40. Much argument has been expended on the side of the defendant in connection with the separate receipts by co-sharers of compensation money when lands were acquired in 1902 for the Railway. It, appears that the Revenue Officials paid the landlords compensation, in the case where lands were under separate collection of rent to the landlord receiving the rent; and in the result the plaintiffs got a considerably smaller amount of money, than the Court of Wards acting on behalf of Mr. Abdul Wahab Khan. I do not think that any deduction from this fact can be pushed very far. No doubt all through these years the defendant has been owing the plaintiffs their proportionate share in his excessive realisations.

41. The learned Subordinate Judge's discussion of Issue No. 9 depends to an important extent on his previous finding, with which I disagree, that there had been a partial partition of the defendant's share. The separate receipt compensation in the Land Acquisition proceedings is relied upon and also the Record of Rights as showing adverse possession. I cannot filed any open exclusion of his co-sharer's title in any act of the defendant or his father. As between co-sharers, something more than mere separate possession is needed to prove adverse possession. Nowhere can I find any open repudiation of the co-sharer's title. The admitted fact that the Record of Rights was made peaceably without a dispute would show the opposite.

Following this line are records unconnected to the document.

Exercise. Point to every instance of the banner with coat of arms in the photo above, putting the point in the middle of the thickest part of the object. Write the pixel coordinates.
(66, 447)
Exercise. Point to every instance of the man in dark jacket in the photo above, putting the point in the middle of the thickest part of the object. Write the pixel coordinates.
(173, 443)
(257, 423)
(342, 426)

42. There are plenty of authorities, which it appears tome needless to cite, for the proposition that the Court should not readily presume a tortious possession as between co tenants and that the appropriation of profits by one particular co sharer cannot be reasonably regarded as notice to the other co-sharers that their title is repudiated. I may remark that this does not, appear to me to be a case of long exclusive possession raising a presumption of ouster or conveyance. Here the facts are known and the possession has all along been by all the co-sharers though unequally distributed. So I distinguish such cases as Gangadhar v. Par ashram 29 B. 300 : 7 Bom. L.R. 252.